Nashville has undoubtedly become more diverse. In the southeastern corner of the city, Nolensville Pike has become a delectable corridor where fast-food chains and one of Nashville’s original purveyors of hot chicken are wedged into shopping centers with Peruvian chicken spots, Salvadoran pupuserias and markets serving Kurdish and Indian communities.
But downtown, Ms. Williams said, can feel homogeneous. “When you go there, it’s white,” she said. “These are white spaces.”
Officials and developers have been laying the groundwork to broaden the appeal of downtown and to make it the sort of urban environment where residents could live and work. The plan is meant to reduce the load on area roadways and bring even more vigor to the city’s core.
One of the most ambitious development projects — a $450 million complex with major brands and outposts of popular local restaurants, office space, housing and a museum of African American music — opened this year. (Monthly rent for the apartments range from just over $2,000 for a studio to more than $14,000 for a three-bedroom penthouse.)
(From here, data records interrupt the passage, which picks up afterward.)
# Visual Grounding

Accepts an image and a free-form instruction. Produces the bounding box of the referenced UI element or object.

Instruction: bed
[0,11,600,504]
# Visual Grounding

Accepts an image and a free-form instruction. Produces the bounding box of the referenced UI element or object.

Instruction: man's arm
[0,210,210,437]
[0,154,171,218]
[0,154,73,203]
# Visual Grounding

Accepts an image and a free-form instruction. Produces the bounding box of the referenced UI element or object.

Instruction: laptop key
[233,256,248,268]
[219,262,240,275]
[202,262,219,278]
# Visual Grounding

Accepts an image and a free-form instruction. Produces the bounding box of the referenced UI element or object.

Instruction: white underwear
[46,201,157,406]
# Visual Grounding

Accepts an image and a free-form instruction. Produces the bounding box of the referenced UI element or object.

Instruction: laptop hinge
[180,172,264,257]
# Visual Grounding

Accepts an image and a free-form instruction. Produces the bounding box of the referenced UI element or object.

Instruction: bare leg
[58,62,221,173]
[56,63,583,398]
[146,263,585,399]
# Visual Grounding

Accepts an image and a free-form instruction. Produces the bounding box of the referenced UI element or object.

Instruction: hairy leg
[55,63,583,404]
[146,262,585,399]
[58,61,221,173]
There are plans to add thousands of apartments and condominiums. The City Council has also adopted measures to rein in the proliferation of party vehicles, which have been popular with tourists but annoying to many residents.
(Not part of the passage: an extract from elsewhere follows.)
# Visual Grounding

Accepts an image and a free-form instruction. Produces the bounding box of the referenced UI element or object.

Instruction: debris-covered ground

Revamping Second Avenue had not figured into their designs. But then the bombing forced officials to recalibrate.
Around dawn on Christmas morning last year, police officers were called to the area and found a recreational vehicle parked outside of an AT&T communications hub. A speaker blared the Petula Clark song “Downtown” interspersed with a countdown and warning that the vehicle would soon explode. The officers rushed to roust nearby residents out of their homes and clear the avenue.
The concussion unleashed a wave of destruction through downtown. Telecommunications were disrupted across the region for days. Dozens of buildings were destroyed or damaged, including warehouses and storefronts from the Victorian-era built in the years after the Civil War, dealing an agonizing blow to historic preservationists.
“It felt like almost a continuation of the nightmare of Covid, tornado — all those different sort of things,” Mr. Mathews said of the litany of hardship Nashville had weathered in the months before the bombing. “How many unnatural things can happen to our community? And how do we recover?”
Amanda Topping, one of the police officers who was there when the bomb went off, is eager to see the area rebuilt.
“I live here, I have family here, nieces and nephews,” she said. “I want to be able to bring them downtown to a new park, restaurants, the outdoor dining.”
There is a fear that something gets lost when an area becomes dominated by crowds who are there for a good time but are ultimately just passing through, with little interest in sustaining a community.
“You end up with just Bourbon Street or Times Square,” said Ray Hensler, a developer. “I just don’t think most Nashvillians want to see that happen.”